Memilih Smala, Keputusan Terbaik Saya*

Bismillahirrahmanirrahim

                Berbicara tentang perjalanan saya di SMAN 5 Surabaya, mau tak mau saya harus memutar waktu mundur tiga hingga empat tahun lalu, ketika saya masih menyandang seragam putih biru di sebuah SMP negeri di kawasan Surabaya Utara. Bagi saya saat itu, SMAN 5 Surabaya memiliki sebuah citra yang begitu mentereng, berbagai prestasi yang tak perlu diragukan lagi—baik dalam lingkup nasional maupun internasional—menjadi daya tarik primer saya terhadap sekolah yang juga dikenal sebagai SMAN Kompleks bersama dengan SMAN 1, SMAN 2, serta SMAN 9 ini.

                Saya masih ingat bagaimana dahulu saya kerap menyoreti buku pelajaran saya dengan tulisan “Smala, Smala, Smala” saat dilanda kebosanan di kelas maupun setelah selesai mencatat pelajaran.  Bayang-bayang gedungnya yang anggun dengan arsitektur kolonial nan megah, para siswanya yang berotak cerdas, reputasinya yang menawan, serta wajah-wajah berwibawa lulusannya yang kini menjadi pilar bangsa pun membuat saya terhanyut dalam harapan dan ingin segera lulus dari sekolah.
               
                Sempat ada yang meragukan peluang saya diterima di SMA impian ini, terlebih karena status saya sebagai siswa dari sebuah sekolah yang notabene non-unggulan, tidak seperti sekolah-sekolah lain yang rajin menyumbangkan banyak siswa ke SMAN 5 Surabaya. Namun itu malah menjadi lecutan bagi saya, karena saya sadar, dengan banyaknya orang yang meragukan peluang saya diterima di sekolah ini, saya makin yakin bahwa saya tidak sedang mengincar sekolah yang sembarangan. Dan alhamdulillah, setelah proses administrasi serta seleksi yang cukup ketat, Allah memberikan kepercayaan bagi saya untuk mengenyam pendidikan di sekolah yang pernah membesarkan Presiden Soekarno ini.
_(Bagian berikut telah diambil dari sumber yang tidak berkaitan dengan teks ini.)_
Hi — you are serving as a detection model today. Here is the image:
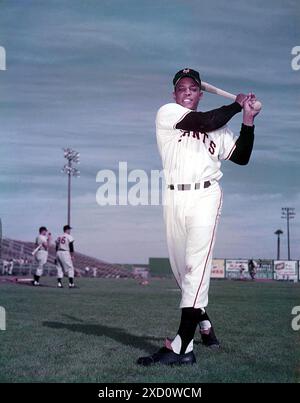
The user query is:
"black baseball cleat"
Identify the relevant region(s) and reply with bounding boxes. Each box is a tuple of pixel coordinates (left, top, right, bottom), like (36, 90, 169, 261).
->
(32, 280, 40, 286)
(137, 347, 196, 366)
(200, 326, 220, 349)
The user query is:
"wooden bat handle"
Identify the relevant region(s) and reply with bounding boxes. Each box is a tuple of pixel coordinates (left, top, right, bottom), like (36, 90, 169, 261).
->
(201, 81, 236, 100)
                “Selamat Datang Calon Pemimpin Bangsa”, itulah yang tertulis di pintu gerbang SMAN 5 seiring langkah pertama saya memasuki tahapan baru itu, sebersit tanya hinggap di benak, “Calon pemimpin bangsa? Apa yang bisa kau harapkan dari saya, yang bahkan belum genap sehari masuk di sini?” Apakah ini hanya sebuah gombalan kosong yang kerapkali dijual di luar sana? Ekspektasi kalian mungkin terlalu tinggi! Belum sanggup aku mengembannya, hai Smala!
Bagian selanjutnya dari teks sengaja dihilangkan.